With this, driver will process IO's reply first followed by TM.
authorSuganath prabu Subramani
<suganath-prabu.subramani@xxxxxxxxxxxxx>2016-01-28 12:07:06 +0530
committerMartin K. Petersen <martin.petersen@xxxxxxxxxx>2016-02-23
21:27:02 -0500
commit03d1fb3a65783979f23bd58b5a0387e6992d9e26 (patch)
tree6aca275e2ebe7fbcd5fac1654cedd8f56d0947d0 /drivers/scsi/mpt3sas
parent5c739b6157bd090942e5847ddd12bfb99cd4240d (diff)
downloadlinux-03d1fb3a65783979f23bd58b5a0387e6992d9e26.tar.gz
mpt3sas: Fix for Asynchronous completion of timedout IO and task abort
of timedout IO.
Track msix of each IO and use the same msix for issuing abort to timed
out IO. With this driver will process IO's reply first followed by TM.
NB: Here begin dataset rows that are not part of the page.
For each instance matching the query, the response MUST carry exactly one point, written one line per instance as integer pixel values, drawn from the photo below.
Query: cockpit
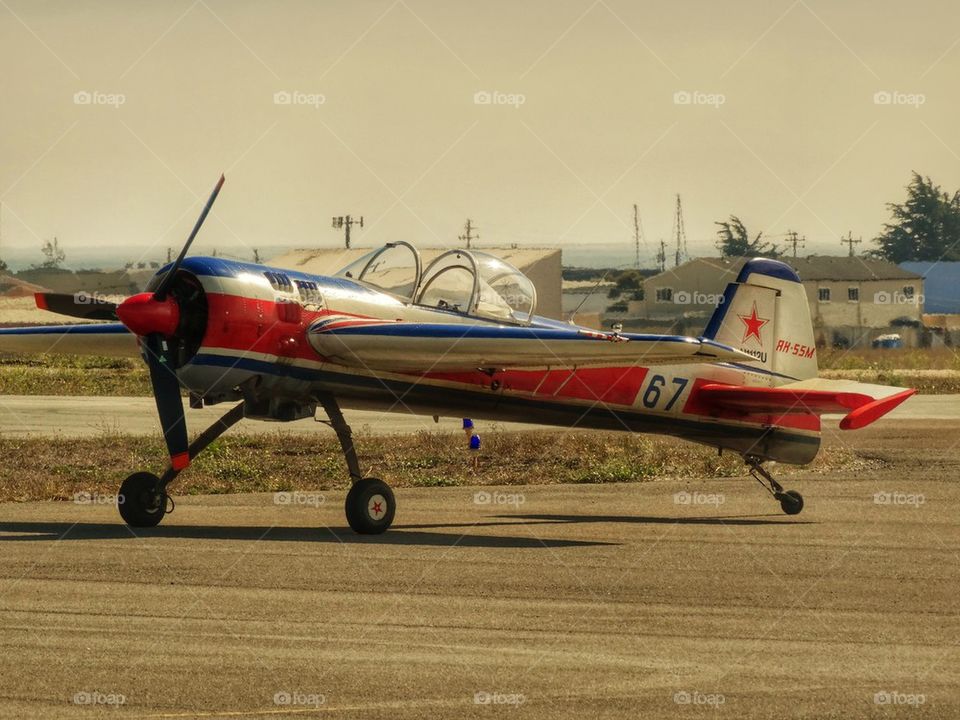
(469, 282)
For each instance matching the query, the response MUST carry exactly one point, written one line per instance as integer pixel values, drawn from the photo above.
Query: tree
(734, 241)
(53, 254)
(925, 227)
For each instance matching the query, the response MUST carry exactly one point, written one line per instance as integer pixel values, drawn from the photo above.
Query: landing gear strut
(791, 502)
(370, 505)
(143, 498)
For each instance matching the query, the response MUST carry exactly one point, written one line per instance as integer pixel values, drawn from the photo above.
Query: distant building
(542, 266)
(852, 299)
(941, 285)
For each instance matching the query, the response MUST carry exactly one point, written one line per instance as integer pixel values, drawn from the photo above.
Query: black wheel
(370, 506)
(141, 501)
(791, 502)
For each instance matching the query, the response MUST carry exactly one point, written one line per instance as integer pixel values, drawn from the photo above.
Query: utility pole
(680, 233)
(468, 235)
(637, 235)
(795, 240)
(662, 256)
(346, 222)
(848, 240)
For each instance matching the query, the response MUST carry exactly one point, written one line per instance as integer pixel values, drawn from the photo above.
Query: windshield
(477, 283)
(394, 268)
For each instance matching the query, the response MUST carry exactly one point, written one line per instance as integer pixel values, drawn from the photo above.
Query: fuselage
(258, 328)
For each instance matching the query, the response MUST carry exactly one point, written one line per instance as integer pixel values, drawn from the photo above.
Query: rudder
(765, 313)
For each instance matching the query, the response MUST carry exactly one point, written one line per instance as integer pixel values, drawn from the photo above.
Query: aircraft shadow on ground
(399, 535)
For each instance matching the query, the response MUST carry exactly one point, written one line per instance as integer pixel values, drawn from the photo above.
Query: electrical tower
(679, 233)
(848, 240)
(662, 256)
(468, 233)
(345, 222)
(795, 240)
(637, 235)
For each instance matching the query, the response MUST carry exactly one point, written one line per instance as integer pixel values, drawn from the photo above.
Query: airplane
(459, 338)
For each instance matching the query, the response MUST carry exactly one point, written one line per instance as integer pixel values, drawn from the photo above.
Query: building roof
(821, 267)
(941, 285)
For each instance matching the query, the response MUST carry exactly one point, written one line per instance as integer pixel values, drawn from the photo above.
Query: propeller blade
(161, 292)
(80, 305)
(166, 391)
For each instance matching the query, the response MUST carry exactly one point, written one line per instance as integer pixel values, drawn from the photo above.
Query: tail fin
(765, 314)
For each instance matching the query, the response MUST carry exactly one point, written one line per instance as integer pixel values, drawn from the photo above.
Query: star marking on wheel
(752, 324)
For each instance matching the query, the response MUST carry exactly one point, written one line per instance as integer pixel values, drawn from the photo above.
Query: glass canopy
(464, 281)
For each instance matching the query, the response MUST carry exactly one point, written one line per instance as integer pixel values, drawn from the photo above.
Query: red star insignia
(752, 325)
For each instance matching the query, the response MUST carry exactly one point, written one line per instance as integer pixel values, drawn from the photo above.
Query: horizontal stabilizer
(860, 403)
(405, 346)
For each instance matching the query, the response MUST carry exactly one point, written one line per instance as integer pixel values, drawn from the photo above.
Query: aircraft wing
(410, 346)
(108, 339)
(860, 403)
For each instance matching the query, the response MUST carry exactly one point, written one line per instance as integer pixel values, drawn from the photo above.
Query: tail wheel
(370, 506)
(141, 501)
(791, 502)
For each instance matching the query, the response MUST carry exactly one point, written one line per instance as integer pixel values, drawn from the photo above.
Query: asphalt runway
(30, 415)
(538, 602)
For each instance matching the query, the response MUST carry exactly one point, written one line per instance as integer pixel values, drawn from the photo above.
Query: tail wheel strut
(791, 502)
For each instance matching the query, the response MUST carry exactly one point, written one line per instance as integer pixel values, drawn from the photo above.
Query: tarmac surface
(579, 601)
(31, 415)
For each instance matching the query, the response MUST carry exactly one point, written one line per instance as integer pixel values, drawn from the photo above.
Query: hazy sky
(783, 127)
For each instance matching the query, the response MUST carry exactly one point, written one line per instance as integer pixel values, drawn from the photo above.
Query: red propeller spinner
(144, 314)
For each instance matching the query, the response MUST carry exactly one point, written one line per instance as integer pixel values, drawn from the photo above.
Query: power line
(795, 240)
(679, 233)
(662, 256)
(468, 235)
(346, 222)
(637, 235)
(849, 241)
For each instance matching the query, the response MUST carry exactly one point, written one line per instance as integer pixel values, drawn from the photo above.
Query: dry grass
(51, 468)
(73, 375)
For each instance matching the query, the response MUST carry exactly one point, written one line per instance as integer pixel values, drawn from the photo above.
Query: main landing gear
(370, 504)
(143, 499)
(791, 502)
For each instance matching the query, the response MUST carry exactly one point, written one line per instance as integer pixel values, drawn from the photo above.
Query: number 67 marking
(651, 396)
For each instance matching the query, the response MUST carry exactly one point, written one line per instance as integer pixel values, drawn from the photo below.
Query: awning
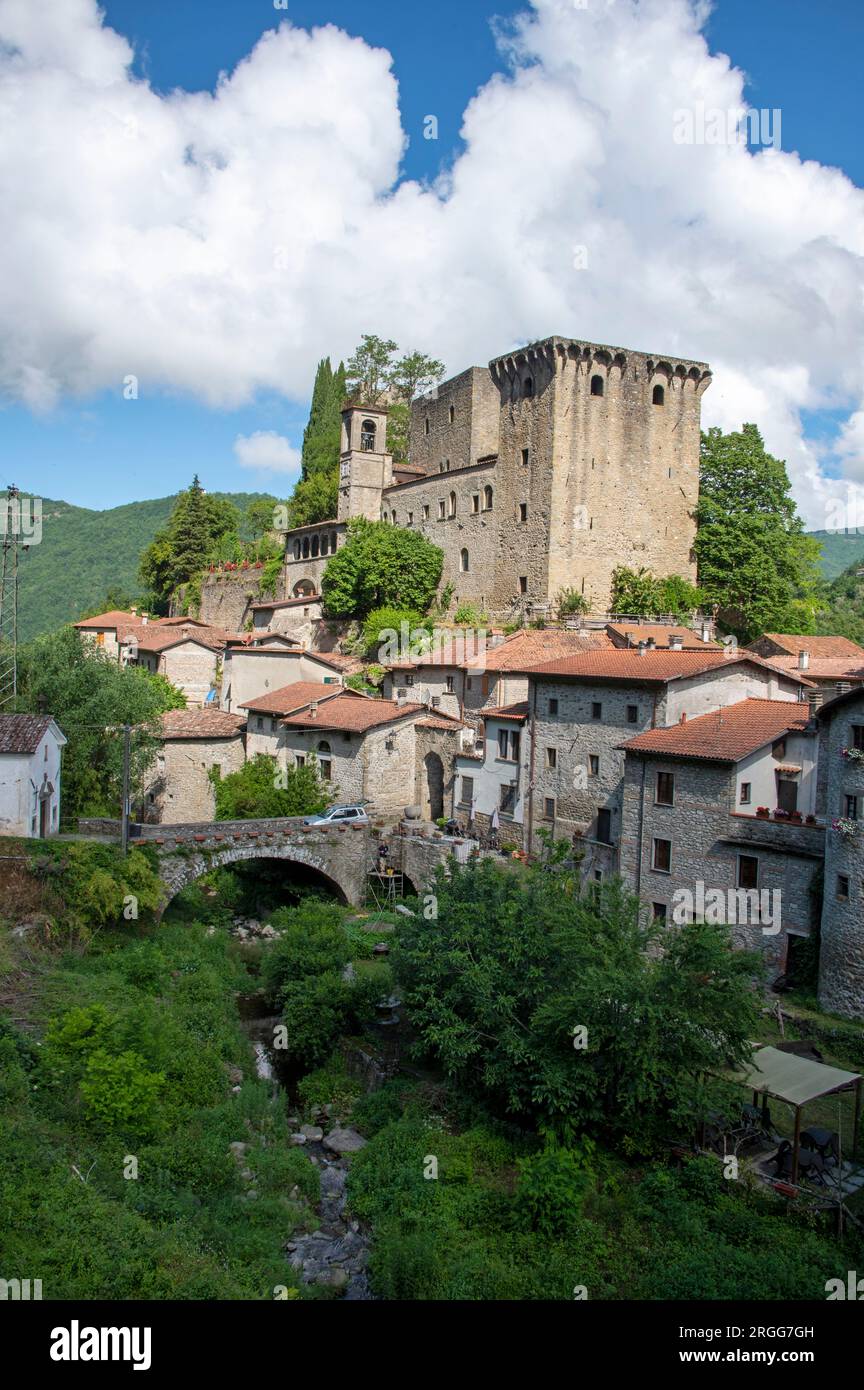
(789, 1077)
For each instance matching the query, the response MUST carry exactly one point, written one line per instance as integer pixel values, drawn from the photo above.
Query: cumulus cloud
(220, 243)
(267, 452)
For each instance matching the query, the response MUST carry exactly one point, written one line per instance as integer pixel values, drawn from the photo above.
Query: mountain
(839, 551)
(85, 553)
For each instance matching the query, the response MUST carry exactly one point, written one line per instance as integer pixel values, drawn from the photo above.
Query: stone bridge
(343, 855)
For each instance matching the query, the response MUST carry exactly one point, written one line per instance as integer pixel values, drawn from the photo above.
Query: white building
(29, 776)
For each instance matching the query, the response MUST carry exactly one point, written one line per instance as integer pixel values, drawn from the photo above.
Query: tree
(754, 560)
(563, 1008)
(92, 697)
(181, 551)
(263, 790)
(381, 566)
(368, 370)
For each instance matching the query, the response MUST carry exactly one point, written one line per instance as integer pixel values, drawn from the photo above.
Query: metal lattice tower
(9, 598)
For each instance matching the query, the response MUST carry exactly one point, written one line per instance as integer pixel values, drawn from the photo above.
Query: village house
(842, 794)
(178, 787)
(699, 837)
(584, 708)
(31, 749)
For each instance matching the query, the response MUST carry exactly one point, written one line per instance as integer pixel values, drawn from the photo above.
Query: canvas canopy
(789, 1077)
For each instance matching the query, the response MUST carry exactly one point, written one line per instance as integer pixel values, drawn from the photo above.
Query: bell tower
(366, 467)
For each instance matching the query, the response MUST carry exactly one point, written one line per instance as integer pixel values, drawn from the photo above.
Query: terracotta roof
(653, 667)
(200, 723)
(22, 733)
(727, 734)
(629, 634)
(518, 712)
(827, 647)
(353, 715)
(295, 697)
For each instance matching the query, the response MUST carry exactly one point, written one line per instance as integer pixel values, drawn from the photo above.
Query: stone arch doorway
(434, 787)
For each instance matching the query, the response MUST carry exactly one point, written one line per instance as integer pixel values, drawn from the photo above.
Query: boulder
(343, 1141)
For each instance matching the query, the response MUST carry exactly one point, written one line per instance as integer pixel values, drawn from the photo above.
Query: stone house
(254, 669)
(692, 844)
(584, 708)
(31, 751)
(492, 777)
(842, 794)
(528, 471)
(178, 788)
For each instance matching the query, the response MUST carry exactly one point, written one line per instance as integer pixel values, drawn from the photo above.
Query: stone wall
(842, 936)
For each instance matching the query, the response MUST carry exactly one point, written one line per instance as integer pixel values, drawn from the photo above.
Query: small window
(666, 790)
(663, 856)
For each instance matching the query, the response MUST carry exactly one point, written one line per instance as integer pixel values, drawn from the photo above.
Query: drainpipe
(534, 726)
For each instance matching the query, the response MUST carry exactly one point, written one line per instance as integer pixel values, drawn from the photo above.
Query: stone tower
(366, 467)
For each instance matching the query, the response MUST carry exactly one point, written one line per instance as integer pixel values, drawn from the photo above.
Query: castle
(538, 473)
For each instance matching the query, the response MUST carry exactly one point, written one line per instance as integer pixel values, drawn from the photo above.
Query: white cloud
(267, 452)
(221, 242)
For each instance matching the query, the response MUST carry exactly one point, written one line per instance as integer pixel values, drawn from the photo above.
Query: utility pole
(124, 813)
(9, 598)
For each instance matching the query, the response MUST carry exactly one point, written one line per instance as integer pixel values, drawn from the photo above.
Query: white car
(353, 815)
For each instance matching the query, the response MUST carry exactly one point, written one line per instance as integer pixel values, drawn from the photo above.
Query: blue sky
(97, 449)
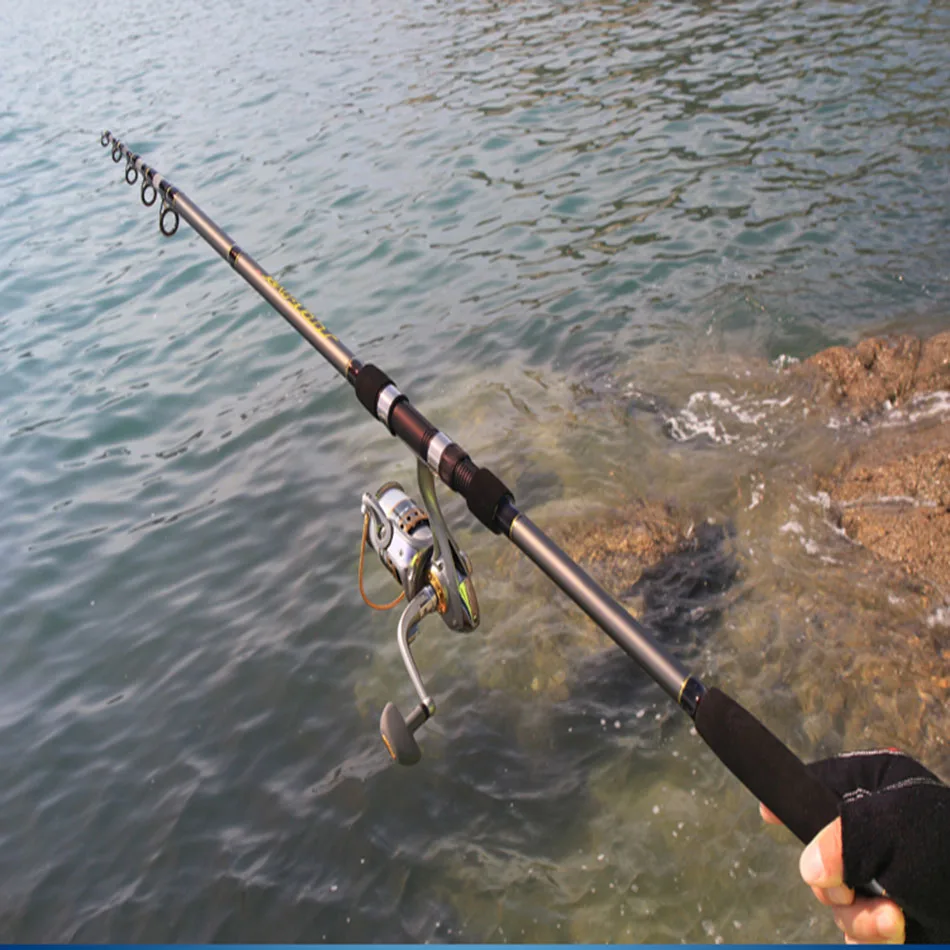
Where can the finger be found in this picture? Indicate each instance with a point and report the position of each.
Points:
(872, 920)
(821, 863)
(840, 896)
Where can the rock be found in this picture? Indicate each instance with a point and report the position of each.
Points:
(892, 495)
(878, 371)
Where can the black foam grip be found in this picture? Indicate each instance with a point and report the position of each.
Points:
(369, 383)
(766, 766)
(483, 495)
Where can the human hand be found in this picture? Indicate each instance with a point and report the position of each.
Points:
(861, 919)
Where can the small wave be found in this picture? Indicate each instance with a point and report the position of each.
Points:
(725, 421)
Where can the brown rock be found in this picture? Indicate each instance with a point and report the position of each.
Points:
(879, 370)
(892, 495)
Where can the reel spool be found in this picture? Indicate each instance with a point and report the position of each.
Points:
(414, 544)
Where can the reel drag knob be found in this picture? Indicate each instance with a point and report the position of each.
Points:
(397, 733)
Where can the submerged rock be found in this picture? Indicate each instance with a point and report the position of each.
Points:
(892, 495)
(891, 492)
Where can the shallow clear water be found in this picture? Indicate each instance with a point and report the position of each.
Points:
(539, 218)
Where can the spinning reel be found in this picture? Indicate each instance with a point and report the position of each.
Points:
(415, 546)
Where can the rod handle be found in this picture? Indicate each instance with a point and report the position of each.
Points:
(765, 765)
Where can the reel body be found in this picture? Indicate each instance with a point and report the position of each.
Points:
(414, 544)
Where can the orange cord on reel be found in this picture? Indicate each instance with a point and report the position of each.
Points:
(366, 599)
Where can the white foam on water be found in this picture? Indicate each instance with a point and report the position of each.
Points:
(926, 406)
(727, 420)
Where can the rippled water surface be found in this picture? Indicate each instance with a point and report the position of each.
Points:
(580, 235)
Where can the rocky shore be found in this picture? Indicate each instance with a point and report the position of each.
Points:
(891, 492)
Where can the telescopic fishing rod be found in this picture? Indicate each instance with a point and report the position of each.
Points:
(415, 545)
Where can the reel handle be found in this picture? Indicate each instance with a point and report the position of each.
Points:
(398, 733)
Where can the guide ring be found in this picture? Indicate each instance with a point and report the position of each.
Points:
(168, 232)
(146, 184)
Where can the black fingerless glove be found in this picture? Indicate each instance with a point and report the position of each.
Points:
(895, 824)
Signed-off-by: Suganath prabu Subramani
<suganath-prabu.subramani@xxxxxxxxxxxxx> Signed-off-by: Chaitra P B
<chaitra.basappa@xxxxxxxxxxxxx> Reviewed-by: Tomas Henzl
<thenzl@xxxxxxxxxx> Signed-off-by: Martin K. Petersen
<martin.petersen@xxxxxxxxxx>
Thanks,
Suganath Prabu S
On Wed, Jun 6, 2018 at 7:50 PM, Douglas Miller
<dougmill@xxxxxxxxxxxxxxxxxx> wrote:
Running a heavy I/O load on multipath/dual-ported SSD disks attached to a
SAS3008 adapter (mpt3sas driver), we are seeing I/Os get aborted and tasks
stuck in blk_complete_request() and this sometimes results in hitting a
BUG_ON in blk_start_request(). It would appear that we are seeing two
completions performed on an I/O, and the second completion is racing with
re-use of the request for a new I/O.
I saw this upstream commit:
https://git.kernel.org/pub/scm/linux/kernel/git/torvalds/linux.git/commit/?h=v4.17-rc3&id=9961c9bbf2b43acaaf030a0fbabc9954d937ad8c
which addresses the case where the normal completion occurs before the abort
completion. But the situation I am seeing appears to be that the abort
completion occurs before the normal completion (due to tasks getting delayed
in blk_complete_request()). I don't find any commit to fix this second case.
Of course, tasks being delayed like this is a concern, and is being worked
separately. But it seems that the alternate double-completion case is being
ignored here.
Does everyone concur that this second case needs to be addressed? Is there a
proposed fix?
Thanks,
Doug
FYI, system is a Power9 running RHEL-ALT 7.5, two SAS3008 adapters connected
to an IBM EXP24SX SAS Storage Enclosure with 24 HUSMM8040ASS201 drives. FIO
was being used to drive the I/O load.